The paper notes that many people assume the low wages of care workers have a direct impact on the quality of care because low pay affects motivation, performance, recruitment and retention.
However, JRF’s research suggests the situation is more complex. “Although opinions differed, in general the experts we consulted said they did not think there was a simple situation where increased pay automatically led directly to increased quality.”
While levels of pay can have an impact on employers’ ability to recruit and retain talented staff, working conditions are key to retaining them, the paper found.
“Valuing staff can be expressed in monetary reward, but this is just one part of the overall organisation’s relationship with staff and the general societal recognition of the value of care work.
“So, while pay is important, it is not sufficient in itself to address the issue of ensuring quality care. A care worker could be paid twice as much, but if working conditions remain the same, they would still not be able to perform to their best ability and sustain or improve quality.”

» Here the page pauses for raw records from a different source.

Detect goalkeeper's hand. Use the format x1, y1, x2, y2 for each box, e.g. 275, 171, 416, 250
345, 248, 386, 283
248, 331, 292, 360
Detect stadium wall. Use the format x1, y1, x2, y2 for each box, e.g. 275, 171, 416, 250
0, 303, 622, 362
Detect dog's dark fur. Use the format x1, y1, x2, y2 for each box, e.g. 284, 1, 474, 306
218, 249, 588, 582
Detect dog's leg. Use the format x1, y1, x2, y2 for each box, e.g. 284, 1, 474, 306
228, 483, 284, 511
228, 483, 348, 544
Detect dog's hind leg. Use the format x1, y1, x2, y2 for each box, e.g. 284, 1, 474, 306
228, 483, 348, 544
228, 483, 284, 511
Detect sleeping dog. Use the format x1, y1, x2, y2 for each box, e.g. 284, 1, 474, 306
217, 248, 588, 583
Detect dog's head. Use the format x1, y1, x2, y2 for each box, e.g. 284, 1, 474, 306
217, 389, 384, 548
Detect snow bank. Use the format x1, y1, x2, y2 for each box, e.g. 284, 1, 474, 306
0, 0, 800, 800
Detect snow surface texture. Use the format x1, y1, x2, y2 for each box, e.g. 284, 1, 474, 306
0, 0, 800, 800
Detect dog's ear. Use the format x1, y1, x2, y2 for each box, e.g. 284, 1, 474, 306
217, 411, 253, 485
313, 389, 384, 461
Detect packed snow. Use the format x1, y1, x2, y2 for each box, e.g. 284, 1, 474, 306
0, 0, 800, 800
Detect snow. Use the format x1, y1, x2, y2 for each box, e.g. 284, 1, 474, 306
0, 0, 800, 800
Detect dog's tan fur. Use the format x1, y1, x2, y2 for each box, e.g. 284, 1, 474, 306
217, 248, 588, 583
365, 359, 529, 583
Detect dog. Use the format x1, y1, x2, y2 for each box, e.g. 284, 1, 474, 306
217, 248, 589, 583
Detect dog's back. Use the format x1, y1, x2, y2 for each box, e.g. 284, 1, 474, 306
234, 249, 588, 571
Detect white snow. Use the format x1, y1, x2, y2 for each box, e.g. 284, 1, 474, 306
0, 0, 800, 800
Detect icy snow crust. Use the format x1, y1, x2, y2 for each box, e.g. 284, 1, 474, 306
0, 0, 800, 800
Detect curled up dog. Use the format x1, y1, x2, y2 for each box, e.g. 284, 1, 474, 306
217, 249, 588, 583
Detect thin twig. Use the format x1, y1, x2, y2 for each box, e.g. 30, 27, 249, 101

It concludes that employers must adopt “intelligent approaches” to pay and progression, and consider ways to make staff feel valued, including offering benefits packages, training and supervision.
The round-up paper summaries the findings of an as-yet-unpublished Joseph Rowntree Foundation study that looked at staff pay, status and quality of care, as well as messages from two JRF reports on issues affecting low paid sectors.
According to Skills for Care, in 2012 adult care workers were paid an average of 91p per hour above the (then) national minimum wage of £6.19.